Stella v. New York Trust Co.

224 A.D. 50 | N.Y. App. Div. | 1928

Martin, J.

By this action the plaintiff seeks a judgment revoking a trust agreement which provides that upon the death of the donor the trustee shall distribute as the donor shall, by will, appoint and, should there be no such appointment, “ in the manner determined by the laws of the State of New York.”

The trust property is exclusively personalty. It amounts to $15,000.

The agreement directs the trustee:

First. To receive, hold, manage, sell, invest and reinvest the same and every part thereof, in the manner hereinafter specified, *51and to collect, recover and receive the issues, interest, income and profits thereof and dividends thereon, hereinafter called Income/ and after deducting the commissions of the Trustee as hereinafter provided, and the proper and necessary expenses in connection with the administration of the trust, to pay said income in monthly installments of equal amount, or as nearly equal as possible, to the Donor, during the term of her life.
“ Second.

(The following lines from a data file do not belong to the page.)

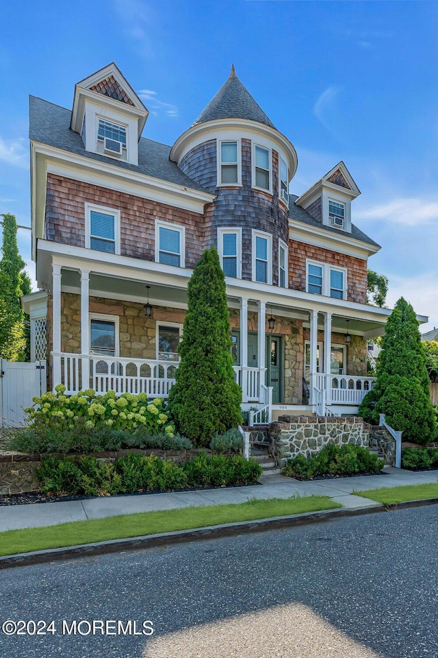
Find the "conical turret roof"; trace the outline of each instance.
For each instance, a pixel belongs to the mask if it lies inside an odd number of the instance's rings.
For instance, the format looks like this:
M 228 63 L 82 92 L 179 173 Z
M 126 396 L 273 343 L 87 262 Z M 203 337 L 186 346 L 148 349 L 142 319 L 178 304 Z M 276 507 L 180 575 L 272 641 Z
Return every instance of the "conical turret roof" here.
M 275 128 L 270 119 L 236 75 L 234 64 L 231 66 L 225 84 L 192 125 L 197 125 L 218 119 L 246 119 Z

Upon the death of the Donor, the Trustee shall distribute the above granted and described property in whole or in part and/or pay over the said income thereon, as the Donor shall by her Last Will and Testament appoint, and in default of such appointment the Trustee shall deliver and pay over the above granted and described property in the manner determined by the laws of the State of New York.”

The plaintiff is the only person in being who is beneficially interested in the trust. She bases her right to revoke the trust upon the provisions of section 23 of the Personal Property Law (as added by Laws of 1909, chap. 247).

“ § 23. Revocation of trusts upon consent of all persons interested. Upon the written consent of all the persons beneficially interested in a trust in personal property or any part thereof heretofore or hereafter created, the creator of such trust may revoke the same as to the whole or such part thereof, and thereupon the estate of the trustee shall cease in the whole or such part thereof.”

It is conceded that if the instrument had provided for succession by the next of kin it would be revocable by plaintiff. It is asserted that because it is provided that after the death of the donor the corpus should be distributed “ in the manner determined by the laws of the State of New York ” a class of persons has been designated whose consent is essential to the revocation of the trust.

In Cram v. Walker (173 App. Div. 804) this court, by Page, J., said: “ * * * that a trust in personal property is revocable by the creator thereof upon the consent of all persons in being who are beneficially interested therein, and if there be no other person in being who has either a vested or contingent interest in the trust, such revocation is effectual.”

In Goodwin v. Broadway Trust Co. (87 Misc. 130) Mr. Justice Jaycox, after pointing out that certain cases decided before the adoption of section 23 of the Personal Property Law are no longer in point, says: “In Whittemore v. Equitable Trust Co., 162 App. Div. 607, a somewhat similar trust was under consideration. In that particular trust no power of appointment or disposition of the trust fund by will was reserved to the creator. She did, however, reserve to herself the right to use, with the consent of the trustee, *52any portion of the principal necessary for her support, and the trustee upon her death was directed ‘ to distribute the principal of said trust fund then remaining undisposed of hereunder among her next of kin.’ It was held in that action that the brother and sister of the creator of the trust had no present interest in the trust fund. In discussing this subject it was there said: ‘ Moreover, a living person has no next of ldn, and a possible interest as an heir or one of the next of kin of a living person is not descendible, devisable or assignable, and therefore there is no one who has even a contingent interest in the property as the next of kin of the settlor of the trust.’ If the trust instrument is insufficient to create a beneficial interest in the relatives of the settlor who would be her heirs at law and next of kin if she were to die at the present time, it seems to me it certainly cannot create a beneficial interest in any of the settlor’s appointees, and therefore the instrument creates no beneficial interest in any person other than the settlor herself.”

In Schwartz v. Fulton Trust Co. of New York (119 Misc. 831) Mr. Justice McAvoy very clearly points out the distinction between a revocable and an irrevocable trust. Here no interest is vested in any one and the settlor has a right to revoke.

Judgment should be directed for plaintiff, with costs.

Dowling, P. J., Merrell, Finch and O’Malley, JJ., concur.

Judgment directed for plaintiff, with costs. Settle order on notice.